The empirical character — the totality of a person's dispositions, capacities, and tendencies — is the will as it has particularised itself in this individual. It is not acquired by experience or shaped by upbringing in any fundamental sense; it is the person's given nature, present from the beginning and merely revealed by the circumstances life provides. Education can teach someone to mask or redirect their character; it cannot alter it. The selfish person who appears generous is exercising selfishness in a more sophisticated form. The apparently brave person who proves cowardly under extreme pressure was never truly brave.

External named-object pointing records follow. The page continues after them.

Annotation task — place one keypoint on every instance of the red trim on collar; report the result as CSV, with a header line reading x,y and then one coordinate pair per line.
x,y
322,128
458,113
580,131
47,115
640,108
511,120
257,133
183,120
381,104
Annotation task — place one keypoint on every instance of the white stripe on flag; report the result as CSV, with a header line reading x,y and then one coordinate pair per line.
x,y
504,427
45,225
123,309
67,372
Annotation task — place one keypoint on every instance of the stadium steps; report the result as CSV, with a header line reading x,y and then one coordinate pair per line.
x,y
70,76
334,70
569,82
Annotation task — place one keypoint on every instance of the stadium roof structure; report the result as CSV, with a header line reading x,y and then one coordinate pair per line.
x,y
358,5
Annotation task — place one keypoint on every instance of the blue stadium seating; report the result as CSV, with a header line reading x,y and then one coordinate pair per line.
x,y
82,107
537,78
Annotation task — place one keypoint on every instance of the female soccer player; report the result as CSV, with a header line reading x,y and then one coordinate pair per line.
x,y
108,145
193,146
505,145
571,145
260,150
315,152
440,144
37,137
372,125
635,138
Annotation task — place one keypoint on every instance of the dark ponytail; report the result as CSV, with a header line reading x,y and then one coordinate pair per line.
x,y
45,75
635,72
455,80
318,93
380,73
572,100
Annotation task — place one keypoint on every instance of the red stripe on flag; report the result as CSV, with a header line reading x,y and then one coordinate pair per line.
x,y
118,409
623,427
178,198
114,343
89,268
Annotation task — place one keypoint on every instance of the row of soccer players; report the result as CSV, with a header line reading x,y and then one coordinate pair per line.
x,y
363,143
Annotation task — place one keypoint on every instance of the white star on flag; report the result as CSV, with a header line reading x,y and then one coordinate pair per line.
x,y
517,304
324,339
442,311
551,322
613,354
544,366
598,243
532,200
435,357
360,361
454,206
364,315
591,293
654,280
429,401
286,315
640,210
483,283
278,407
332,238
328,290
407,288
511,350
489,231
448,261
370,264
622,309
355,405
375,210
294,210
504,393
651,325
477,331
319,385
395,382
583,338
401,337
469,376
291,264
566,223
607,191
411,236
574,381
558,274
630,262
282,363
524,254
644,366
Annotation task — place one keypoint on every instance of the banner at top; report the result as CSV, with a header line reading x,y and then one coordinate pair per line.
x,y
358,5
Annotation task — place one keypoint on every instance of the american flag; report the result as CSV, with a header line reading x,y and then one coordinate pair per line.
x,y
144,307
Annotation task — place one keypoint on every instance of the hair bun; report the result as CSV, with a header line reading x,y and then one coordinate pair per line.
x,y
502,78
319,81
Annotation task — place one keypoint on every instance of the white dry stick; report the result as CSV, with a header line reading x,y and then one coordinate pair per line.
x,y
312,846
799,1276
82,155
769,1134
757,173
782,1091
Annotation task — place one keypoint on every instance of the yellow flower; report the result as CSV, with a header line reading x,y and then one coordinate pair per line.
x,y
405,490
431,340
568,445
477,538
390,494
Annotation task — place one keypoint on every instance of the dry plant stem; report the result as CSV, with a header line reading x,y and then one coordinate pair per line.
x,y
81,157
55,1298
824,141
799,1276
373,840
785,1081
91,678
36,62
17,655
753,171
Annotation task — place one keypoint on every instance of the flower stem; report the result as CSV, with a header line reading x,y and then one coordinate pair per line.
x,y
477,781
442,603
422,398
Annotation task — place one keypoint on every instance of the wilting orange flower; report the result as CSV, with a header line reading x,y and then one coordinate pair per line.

This has a disturbing but consistent implication: virtue cannot be taught. You cannot make a person compassionate by lecturing them on duty or training them in moral habits. Either the compassion is already there — part of their inborn character — or it is absent, in which case no amount of moral instruction will produce it. What education and culture produce is the appearance of virtue: behaviour that conforms to social norms regardless of inner motivation. True moral worth, for Schopenhauer, is the expression of a will that is by nature more transparent to the suffering of others — not the product of effort or decision.
The doctrine of the immutability of character is developed in §55 of The World as Will and Representation and in the ethics essays in The Two Fundamental Problems of Ethics. It draws on Schopenhauer's account of the will as thing-in-itself and its relation to the individual empirical character.